И они стали дожидаться утра, слушая, как в темноте неутомимо трещат будильники, подобно упрямым насекомым, точащим деревянные стены.
* * *Великий герцог Никлас во дворце тоже не спал.
Он выпил свой вечерний стакан молока и почитал правительственные бумаги, которые обычно вгоняли его в сон.
В красной пижаме, похожей на форму гусара, с идеальным пробором, разделявшим волосы ровно посередине, он ходил, заложив руки за спину, из угла в угол по комнате, словно хотел измерить её площадь.
Завтра он вынесет приговор единственному другу, который у него когда-либо был. Но этот человек предал его и хотел убить, а ещё из-за него погиб неуклюжий толстый мальчик, на несколько дней ставший близким товарищем великому герцогу.
Из тяжёлой рамы над камином на Никласа смотрел отец, великий герцог Атаназ, в парадном мундире, увешанном орденами, с нахмуренными бровями и сурово сжатыми губами.
Никлас подумал, что жёсткий и сосредоточенный человек на протрете совсем не похож на отца. Мальчик помнил его добряком, который, несмотря на преклонный возраст, всякий раз опускался на колени в детской, когда игрушечный поезд сходил с рельс.
«Что бы он сделал на моём месте?» – снова и снова спрашивал себя мальчик.
На склоне лет, изнурённый затянувшимся царствованием и раздавленный смертью жены, старый правитель позволил коварному Краганмору втереться к нему в доверие. Он назначил его опекуном малолетнего сына, доверив судьбу великого герцога нечистому на руку интригану.
Никлас не мог винить отца за это. Но завтра ему предстоит судить человека, избавившего его от гнетущей опеки Краганмора. Своего особого советника, своего учителя и друга.

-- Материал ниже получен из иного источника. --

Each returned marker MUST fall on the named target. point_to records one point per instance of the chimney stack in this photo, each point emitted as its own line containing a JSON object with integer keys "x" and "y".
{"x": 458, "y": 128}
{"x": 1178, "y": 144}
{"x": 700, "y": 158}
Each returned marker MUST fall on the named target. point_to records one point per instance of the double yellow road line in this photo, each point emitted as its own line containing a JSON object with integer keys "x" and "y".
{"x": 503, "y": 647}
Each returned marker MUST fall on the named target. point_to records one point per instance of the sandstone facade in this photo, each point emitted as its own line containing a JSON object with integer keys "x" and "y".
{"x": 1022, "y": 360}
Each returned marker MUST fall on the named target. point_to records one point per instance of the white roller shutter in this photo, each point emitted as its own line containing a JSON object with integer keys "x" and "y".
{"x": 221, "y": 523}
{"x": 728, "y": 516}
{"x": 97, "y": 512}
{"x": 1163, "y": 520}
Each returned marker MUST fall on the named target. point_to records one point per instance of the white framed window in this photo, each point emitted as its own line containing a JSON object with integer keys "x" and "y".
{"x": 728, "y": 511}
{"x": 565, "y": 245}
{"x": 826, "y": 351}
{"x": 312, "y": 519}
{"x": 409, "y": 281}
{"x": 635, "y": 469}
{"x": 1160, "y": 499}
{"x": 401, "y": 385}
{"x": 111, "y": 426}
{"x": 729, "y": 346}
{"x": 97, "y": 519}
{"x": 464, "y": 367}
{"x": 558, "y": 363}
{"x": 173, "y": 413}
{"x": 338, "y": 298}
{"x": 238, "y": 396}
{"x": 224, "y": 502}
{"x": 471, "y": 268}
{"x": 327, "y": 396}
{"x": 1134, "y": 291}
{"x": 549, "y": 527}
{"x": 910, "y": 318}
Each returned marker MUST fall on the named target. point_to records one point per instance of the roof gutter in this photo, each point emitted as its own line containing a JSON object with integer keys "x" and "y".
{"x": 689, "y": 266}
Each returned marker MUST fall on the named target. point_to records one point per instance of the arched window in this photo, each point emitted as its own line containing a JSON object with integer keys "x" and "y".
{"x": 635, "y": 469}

Государь сжал кулаки. Нельзя думать о личном (а он всё ещё испытывал тёплые чувства к Свену), когда на кону судьба отечества. Простить того, кто замышлял убить государя, невозможно! Это будет свидетельством его слабости, которой немедленно воспользуются враги, затаившиеся в темноте!
Юному правителю пришлось довериться брату Грегориусу. Этот божий человек обладал безошибочным политическим чутьём. Разве не он мастерски провёл церемонию подписания мира с Западной Сильванией? К тому же брат Грегориус был религиозен и в жизни руководствовался принципами Священного Писания. Поэтому его мудрость во сто крат превосходила ту, на которую способны обычные люди.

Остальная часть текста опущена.